D’où vient cette fameuse Parisienne, chic et délurée, un peu gouailleuse et toujours voluptueuse qui a fait de Paris la capitale mondiale de l’amour ? C’est la fille naturelle d’Offenbach offrant au monde un Paris de rêve, léger et hédoniste, où la Parisienne rayonne et excite les sens.

Les actrices, objets de désir, incarnent la Parisienne par excellence, celle qui attire les têtes couronnées, de New York à Moscou. La cantatrice Hortense Schneider, muse de Jacques Offenbach, met le monde à ses pieds par son charme, son originalité, son entrain, sa malice, sa voix cascadante et son fameux déhanché.

L’actrice parisienne est toujours suspecte, qu’elle accorde ou non ses faveurs, qu’elle se fasse entretenir par les plus fortunés ou qu’elle consume ses amants. Actrice et courtisane sont les deux facettes de la même Parisienne. Dans le Paris du Second Empire, se ruiner pour une demi-mondaine que l’on n’épousera jamais est un signe de richesse.

Au siècle nouveau, Paris devient destination du tourisme sexuel. Des guides entiers y sont consacrés. Dans la capitale, la prostitution est légale et encadrée. Les filles de joie sont mises en carte à la préfecture de police. Pour protéger leur client, leur santé est sévèrement contrôlée. On les accuse de diffuser la syphilis.
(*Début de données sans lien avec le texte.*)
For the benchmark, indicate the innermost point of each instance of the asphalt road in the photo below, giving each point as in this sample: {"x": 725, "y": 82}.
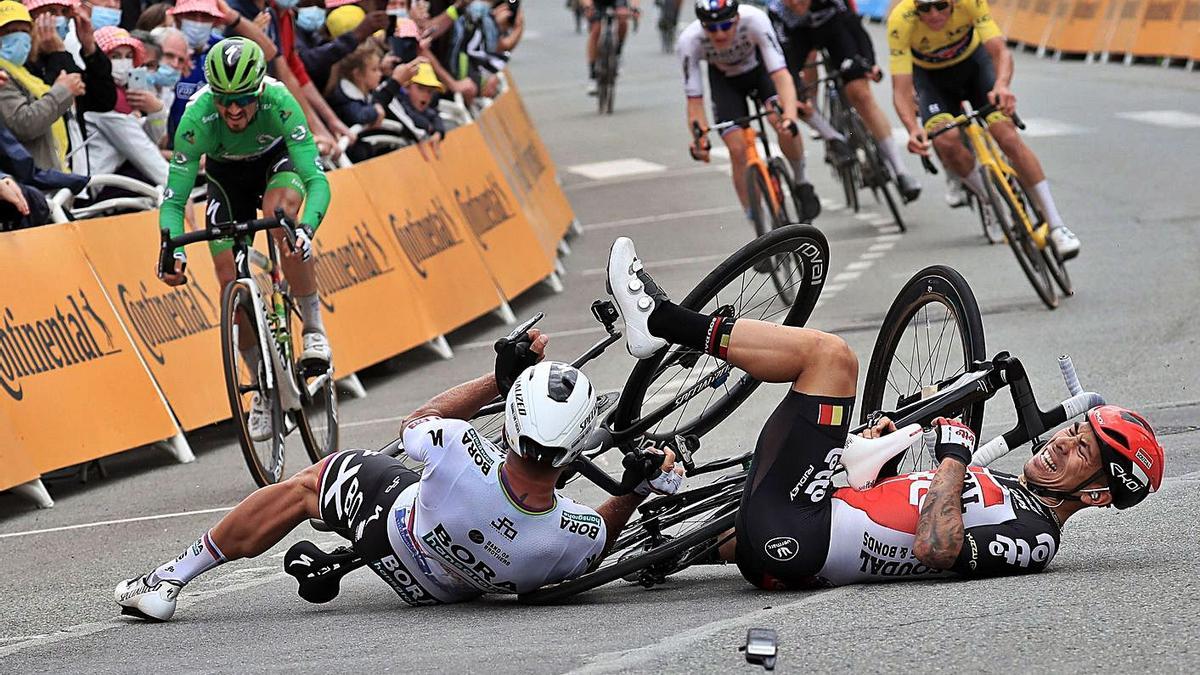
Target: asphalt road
{"x": 1121, "y": 595}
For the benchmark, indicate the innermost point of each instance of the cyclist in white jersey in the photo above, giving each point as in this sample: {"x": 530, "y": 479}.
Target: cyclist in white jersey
{"x": 744, "y": 59}
{"x": 475, "y": 520}
{"x": 795, "y": 530}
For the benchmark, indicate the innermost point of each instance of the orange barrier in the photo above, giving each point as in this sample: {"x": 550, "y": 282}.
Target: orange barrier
{"x": 489, "y": 208}
{"x": 96, "y": 353}
{"x": 71, "y": 382}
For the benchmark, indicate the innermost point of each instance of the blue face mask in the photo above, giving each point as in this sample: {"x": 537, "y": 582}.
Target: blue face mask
{"x": 105, "y": 17}
{"x": 310, "y": 18}
{"x": 165, "y": 77}
{"x": 197, "y": 33}
{"x": 15, "y": 47}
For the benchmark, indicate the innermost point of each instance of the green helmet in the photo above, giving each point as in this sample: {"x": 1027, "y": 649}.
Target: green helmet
{"x": 235, "y": 65}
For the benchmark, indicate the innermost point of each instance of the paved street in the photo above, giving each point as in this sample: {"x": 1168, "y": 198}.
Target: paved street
{"x": 1121, "y": 148}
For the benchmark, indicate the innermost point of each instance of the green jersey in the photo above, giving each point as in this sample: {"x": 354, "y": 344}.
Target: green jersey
{"x": 202, "y": 131}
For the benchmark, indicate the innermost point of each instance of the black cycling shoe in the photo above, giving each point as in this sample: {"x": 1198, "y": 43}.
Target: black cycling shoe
{"x": 910, "y": 189}
{"x": 807, "y": 202}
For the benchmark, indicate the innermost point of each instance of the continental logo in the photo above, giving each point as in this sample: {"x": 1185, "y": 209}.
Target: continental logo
{"x": 421, "y": 238}
{"x": 60, "y": 339}
{"x": 486, "y": 210}
{"x": 358, "y": 260}
{"x": 162, "y": 318}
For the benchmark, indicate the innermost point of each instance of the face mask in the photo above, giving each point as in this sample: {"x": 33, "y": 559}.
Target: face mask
{"x": 15, "y": 47}
{"x": 165, "y": 77}
{"x": 310, "y": 18}
{"x": 105, "y": 17}
{"x": 121, "y": 69}
{"x": 197, "y": 33}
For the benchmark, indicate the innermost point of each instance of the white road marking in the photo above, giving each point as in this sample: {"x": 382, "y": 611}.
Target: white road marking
{"x": 1173, "y": 119}
{"x": 616, "y": 168}
{"x": 118, "y": 521}
{"x": 661, "y": 217}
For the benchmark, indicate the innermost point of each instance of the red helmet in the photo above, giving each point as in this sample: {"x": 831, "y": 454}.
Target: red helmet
{"x": 1129, "y": 454}
{"x": 715, "y": 11}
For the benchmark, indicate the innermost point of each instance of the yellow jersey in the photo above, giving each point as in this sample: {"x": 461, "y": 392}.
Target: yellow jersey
{"x": 911, "y": 41}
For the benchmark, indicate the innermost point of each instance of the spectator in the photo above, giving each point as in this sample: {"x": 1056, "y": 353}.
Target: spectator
{"x": 30, "y": 108}
{"x": 319, "y": 49}
{"x": 49, "y": 57}
{"x": 153, "y": 17}
{"x": 120, "y": 136}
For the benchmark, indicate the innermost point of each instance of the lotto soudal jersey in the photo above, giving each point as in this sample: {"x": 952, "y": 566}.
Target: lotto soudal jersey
{"x": 1007, "y": 530}
{"x": 461, "y": 533}
{"x": 755, "y": 39}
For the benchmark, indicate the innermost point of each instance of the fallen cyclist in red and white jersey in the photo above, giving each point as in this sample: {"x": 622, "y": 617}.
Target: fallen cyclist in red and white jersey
{"x": 796, "y": 530}
{"x": 478, "y": 519}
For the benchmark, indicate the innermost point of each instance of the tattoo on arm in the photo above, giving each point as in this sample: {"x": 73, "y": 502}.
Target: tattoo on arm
{"x": 940, "y": 525}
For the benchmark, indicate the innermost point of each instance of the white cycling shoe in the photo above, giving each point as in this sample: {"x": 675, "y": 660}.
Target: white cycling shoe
{"x": 316, "y": 348}
{"x": 1066, "y": 242}
{"x": 635, "y": 296}
{"x": 259, "y": 418}
{"x": 137, "y": 597}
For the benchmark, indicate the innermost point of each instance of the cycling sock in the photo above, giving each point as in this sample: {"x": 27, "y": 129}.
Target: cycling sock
{"x": 1042, "y": 191}
{"x": 708, "y": 334}
{"x": 891, "y": 151}
{"x": 196, "y": 560}
{"x": 822, "y": 126}
{"x": 310, "y": 312}
{"x": 798, "y": 169}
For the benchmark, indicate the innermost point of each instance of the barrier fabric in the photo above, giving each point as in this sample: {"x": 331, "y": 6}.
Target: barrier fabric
{"x": 421, "y": 225}
{"x": 178, "y": 330}
{"x": 370, "y": 305}
{"x": 71, "y": 383}
{"x": 491, "y": 213}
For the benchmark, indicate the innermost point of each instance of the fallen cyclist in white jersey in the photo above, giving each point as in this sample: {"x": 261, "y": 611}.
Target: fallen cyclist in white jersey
{"x": 478, "y": 519}
{"x": 793, "y": 529}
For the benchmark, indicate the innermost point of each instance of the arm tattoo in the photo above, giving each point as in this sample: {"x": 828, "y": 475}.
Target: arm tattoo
{"x": 940, "y": 526}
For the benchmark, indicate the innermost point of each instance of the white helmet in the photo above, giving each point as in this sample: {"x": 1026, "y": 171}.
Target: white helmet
{"x": 550, "y": 413}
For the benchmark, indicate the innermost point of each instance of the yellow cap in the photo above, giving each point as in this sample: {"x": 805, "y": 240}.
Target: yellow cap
{"x": 426, "y": 76}
{"x": 343, "y": 19}
{"x": 12, "y": 11}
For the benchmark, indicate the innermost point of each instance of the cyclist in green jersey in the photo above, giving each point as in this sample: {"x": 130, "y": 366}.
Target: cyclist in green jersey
{"x": 261, "y": 153}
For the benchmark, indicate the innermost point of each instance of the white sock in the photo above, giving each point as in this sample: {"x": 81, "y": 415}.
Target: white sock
{"x": 822, "y": 126}
{"x": 196, "y": 560}
{"x": 1042, "y": 191}
{"x": 310, "y": 312}
{"x": 798, "y": 169}
{"x": 891, "y": 151}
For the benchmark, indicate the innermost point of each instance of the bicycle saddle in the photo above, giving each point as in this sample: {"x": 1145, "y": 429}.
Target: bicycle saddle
{"x": 863, "y": 458}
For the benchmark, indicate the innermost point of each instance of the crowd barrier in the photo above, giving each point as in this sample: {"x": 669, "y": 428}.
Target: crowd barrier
{"x": 97, "y": 356}
{"x": 1101, "y": 29}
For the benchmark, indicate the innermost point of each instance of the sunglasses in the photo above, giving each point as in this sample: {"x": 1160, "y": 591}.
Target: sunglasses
{"x": 719, "y": 28}
{"x": 241, "y": 100}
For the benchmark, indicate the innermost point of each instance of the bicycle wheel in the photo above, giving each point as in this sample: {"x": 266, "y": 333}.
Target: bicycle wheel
{"x": 931, "y": 334}
{"x": 693, "y": 392}
{"x": 1054, "y": 262}
{"x": 673, "y": 532}
{"x": 1012, "y": 220}
{"x": 239, "y": 328}
{"x": 317, "y": 417}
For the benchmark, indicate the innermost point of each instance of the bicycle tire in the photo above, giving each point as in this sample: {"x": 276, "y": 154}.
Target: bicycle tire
{"x": 1026, "y": 251}
{"x": 1049, "y": 252}
{"x": 627, "y": 566}
{"x": 814, "y": 251}
{"x": 235, "y": 298}
{"x": 934, "y": 285}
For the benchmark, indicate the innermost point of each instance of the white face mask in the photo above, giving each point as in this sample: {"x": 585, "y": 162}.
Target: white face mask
{"x": 121, "y": 69}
Officiellement, six mille femmes vendent leur charme dans le Paris d’Haussmann. Dans les quartiers populaires, une fille sur dix se prostitue. Question de survie. La prostitution occasionnelle passe alors pour être le cinquième quart de la journée d’une femme.

Le premier film érotique

Le cinématographe fait son apparition, le premier film érotique aussi et le premier strip-tease se tournent à Paris. Au théâtre, dans les vaudevilles, les amants sortent du placard. Dans les rues, suivre une femme est un passe-temps prisé et toléré.

Des femmes aiment d’autres femmes. Dans les vespasiennes, des hommes se draguent clandestinement. Ils s’aiment sur les toits de Paris, à l’abri des regards. Dans les années folles, à Montparnasse, l’art moderne s’invente dans les ateliers et Kiki de Montparnasse attise le regard et le désir du photographe Man Ray venu de New York. Paris devient l’horizon de tous ceux qui étouffent dans l’Amérique puritaine : Zelda et Scott Fitzgerald, Hemingway, Joséphine Baker…

En 1940, après la débâcle, les premiers cabarets ouvrent de nouveau. Wohin in Paris, le programme Où sortir à Paris, est traduit en allemand. Chaque soldat de la Wehrmacht a son exemplaire en poche. Le lupanar de l’Europe, c’est la fonction que l’occupant a assignée à Paris. La prostitution est réglée pour le bien-être de la troupe. Les maisons closes ouvrent leurs portes et vont vivre leur ultime âge d’or. De nouveaux mythes apparaissent, Beauvoir et Sartre, Greco et Miles Davis, et Audrey Hepburn immortalisée dans huit comédies tournées dans la capitale. Pétillante, mélancolique et chicissime en tenue de Givenchy, elle incarne la Parisienne.

S’appuyant sur les travaux de l’historien Dominique Kalifa, Mathilde Damoisel propose avec son documentaire Paris romantique, Paris érotique une jolie déambulation dans les rues d’un Paris devenu fantôme depuis la crise sanitaire. Par la voix de Céline Sallette, la réalisatrice offre un nouvel imaginaire à l’amour qu’il appartient à chacun de recréer, aujourd’hui tout particulièrement.